Malgré tout, les choses évoluent « les hommes prennent des congés parentaux, réalisent plus souvent les tâches ménagères », estime-t-elle. « En cachette alors », rétorque en plaisantant Élodie. Une discussion qui donne aux femmes l’occasion d’évoquer leur grande préoccupation : comment concilier vies familiale et professionnelle ? « Avant de pouvoir se projeter dans un métier, elles s’inquiètent de la manière dont elles vont s’organiser et des réactions de leur entourage. Si l’une d’elles veut devenir peintre en bâtiment mais que son mari refuse, elle devra gérer le désaccord », souligne Céline Palicot.

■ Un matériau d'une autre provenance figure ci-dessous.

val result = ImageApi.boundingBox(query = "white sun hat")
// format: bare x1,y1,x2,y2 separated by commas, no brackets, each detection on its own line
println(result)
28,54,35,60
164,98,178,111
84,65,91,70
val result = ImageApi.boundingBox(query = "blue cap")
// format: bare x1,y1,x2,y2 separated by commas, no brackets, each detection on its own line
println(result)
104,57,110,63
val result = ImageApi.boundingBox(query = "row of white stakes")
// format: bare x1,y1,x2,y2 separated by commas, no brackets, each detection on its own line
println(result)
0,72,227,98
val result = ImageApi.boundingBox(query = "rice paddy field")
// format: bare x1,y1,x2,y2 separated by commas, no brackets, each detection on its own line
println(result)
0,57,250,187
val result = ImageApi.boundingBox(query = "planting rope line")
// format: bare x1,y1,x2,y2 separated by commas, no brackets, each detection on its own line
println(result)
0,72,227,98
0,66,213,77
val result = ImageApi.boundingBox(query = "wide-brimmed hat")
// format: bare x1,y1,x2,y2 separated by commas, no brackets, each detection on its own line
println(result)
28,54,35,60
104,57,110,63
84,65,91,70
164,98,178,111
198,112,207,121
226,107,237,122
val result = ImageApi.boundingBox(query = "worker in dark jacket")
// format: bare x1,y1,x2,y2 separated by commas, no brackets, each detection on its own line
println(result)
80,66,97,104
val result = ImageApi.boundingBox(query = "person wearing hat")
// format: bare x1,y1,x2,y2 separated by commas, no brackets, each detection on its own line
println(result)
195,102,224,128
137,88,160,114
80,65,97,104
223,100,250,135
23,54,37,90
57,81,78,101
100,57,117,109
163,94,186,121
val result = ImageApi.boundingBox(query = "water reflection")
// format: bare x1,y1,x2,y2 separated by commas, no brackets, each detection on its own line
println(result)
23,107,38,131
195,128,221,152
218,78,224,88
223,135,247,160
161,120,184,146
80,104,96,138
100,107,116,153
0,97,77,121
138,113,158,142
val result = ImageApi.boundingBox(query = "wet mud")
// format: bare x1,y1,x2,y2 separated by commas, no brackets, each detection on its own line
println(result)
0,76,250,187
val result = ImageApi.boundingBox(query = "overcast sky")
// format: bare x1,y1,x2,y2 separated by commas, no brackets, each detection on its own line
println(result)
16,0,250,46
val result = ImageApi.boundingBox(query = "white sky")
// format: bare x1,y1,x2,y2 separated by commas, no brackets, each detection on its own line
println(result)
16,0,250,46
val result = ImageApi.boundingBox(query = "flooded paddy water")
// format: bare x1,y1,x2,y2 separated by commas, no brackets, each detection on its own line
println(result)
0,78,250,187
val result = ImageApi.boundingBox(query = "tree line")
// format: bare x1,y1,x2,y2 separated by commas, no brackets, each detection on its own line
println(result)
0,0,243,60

Pour Élodie, les hommes aussi vivent une certaine forme de discrimination « à un homme désirant exercer le métier de puériculteur, on dira « Quoi tu veux t’occuper de gosses ? ». Céline Palicot enchaîne « en parlant des métiers, on déborde sur les questions d’identité sexuelle et les stéréotypes liés aux métiers (l’homosexualité supposée des coiffeurs et couturiers par exemple). Lorsqu’une femme pense exercer un métier elle s’inquiète pour sa féminité, l’identité est touchée ». Dans le groupe sont également abordées les disparités en matière de salaire, la progression du droit des femmes, leur plus grande précarité. « Tout est lié », insiste la formatrice « travailler à temps partiel pour élever les enfants paraît évident à de nombreuses femmes même si cela doit freiner leur carrière professionnelle. Ces discussions arrivent dans la famille, permettent de redistribuer les rôles ou du moins d’essayer même si un véritable changement nécessite plus de trois mois  ».

Des difficultés liées à la garde des enfants

Les femmes sont orientées vers ce dispositif non rémunéré par l’ANPE, la mission RMI, le centre de protection maternelle et infantile (PMI), l’AFPA, le Centre de documentation des femmes (CDIF 93), la mission locale… Un dispositif soutenu par la délégation régionale aux droits des femmes, le conseil régional d’Ile-de-France, l’État et le Fonds social européen. Dès le début du stage, les formateurs insistent sur la nécessité d’y assister avec régularité et d’anticiper le mode de garde des enfants. Pourtant, le manque de places en crèche et pour certaines l’isolement relationnel pénalisent un nombre important de stagiaires.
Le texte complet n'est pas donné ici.